About US:-
We turn customer challenges into growth opportunities.
Material is a global strategy partner to the world’s most recognizable brands and innovative companies. Our people around the globe thrive by helping organizations design and deliver rewarding customer experiences.
We use deep human insights, design innovation and data to create experiences powered by modern technology. Our approaches speed engagement and growth for the companies we work with and transform relationships between businesses and the people they serve.

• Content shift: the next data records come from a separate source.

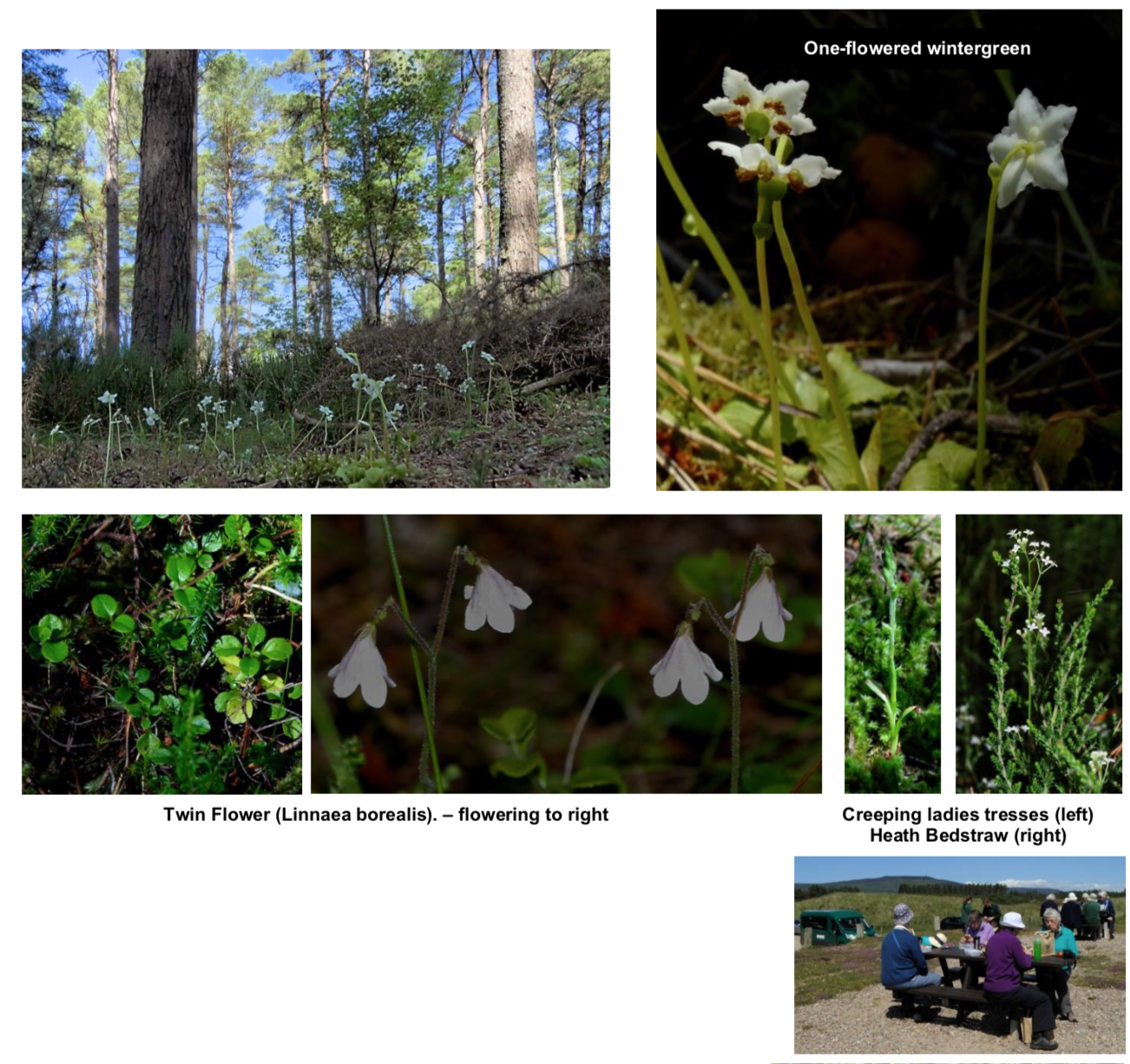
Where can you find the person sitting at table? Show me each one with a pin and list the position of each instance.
(1091, 915)
(1006, 962)
(1071, 913)
(904, 969)
(977, 931)
(1107, 913)
(1054, 981)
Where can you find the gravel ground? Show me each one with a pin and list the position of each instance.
(868, 1022)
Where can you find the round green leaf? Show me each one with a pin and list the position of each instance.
(104, 607)
(56, 652)
(278, 650)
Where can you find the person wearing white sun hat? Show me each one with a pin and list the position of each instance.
(1006, 962)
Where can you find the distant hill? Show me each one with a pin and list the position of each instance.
(883, 884)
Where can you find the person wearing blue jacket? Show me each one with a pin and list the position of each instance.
(904, 969)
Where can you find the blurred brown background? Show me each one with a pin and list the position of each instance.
(606, 590)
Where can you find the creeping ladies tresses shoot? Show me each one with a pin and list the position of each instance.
(1028, 152)
(759, 608)
(490, 601)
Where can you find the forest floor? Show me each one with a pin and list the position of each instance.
(485, 396)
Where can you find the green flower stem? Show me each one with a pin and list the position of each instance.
(673, 312)
(723, 263)
(826, 371)
(416, 660)
(763, 289)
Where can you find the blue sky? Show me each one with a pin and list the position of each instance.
(1106, 873)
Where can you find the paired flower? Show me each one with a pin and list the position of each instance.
(755, 161)
(760, 610)
(685, 664)
(363, 667)
(493, 601)
(774, 112)
(1029, 149)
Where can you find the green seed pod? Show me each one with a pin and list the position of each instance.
(772, 190)
(757, 124)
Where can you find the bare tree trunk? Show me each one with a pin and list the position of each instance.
(547, 75)
(582, 165)
(517, 161)
(109, 197)
(164, 276)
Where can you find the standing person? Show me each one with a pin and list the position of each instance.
(1054, 981)
(904, 969)
(1073, 913)
(1107, 913)
(1006, 962)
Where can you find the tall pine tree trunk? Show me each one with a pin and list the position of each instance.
(517, 161)
(164, 274)
(109, 197)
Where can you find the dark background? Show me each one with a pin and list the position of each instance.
(605, 590)
(911, 141)
(1087, 550)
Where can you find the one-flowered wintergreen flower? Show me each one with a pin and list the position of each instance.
(772, 112)
(1029, 149)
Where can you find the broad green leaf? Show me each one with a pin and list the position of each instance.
(104, 607)
(857, 386)
(56, 652)
(180, 568)
(516, 768)
(602, 776)
(513, 726)
(277, 650)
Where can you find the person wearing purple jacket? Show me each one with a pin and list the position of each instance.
(1006, 962)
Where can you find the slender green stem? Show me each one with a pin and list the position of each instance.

Srijan, a Material company, is a renowned global digital engineering firm with a reputation for solving complex technology problems using their deep technology expertise and leveraging strategic partnerships with top-tier technology partners. Be a part of an Awesome Tribe
Role: Lead Agentic AI Engineer
Employment Type: Full-time
We are looking for a Lead Agentic AI Engineer who can own the end-to-end design and delivery of complex, production-grade agentic systems. You will be the go-to technical expert and the engine room of our most demanding AI initiatives — turning ambiguous client challenges into scalable, functional platforms. You will drive technical solutioning for client engagements, architect multi-agent pipelines, and bridge AI engineering with business outcomes while elevating the capability of the team around you.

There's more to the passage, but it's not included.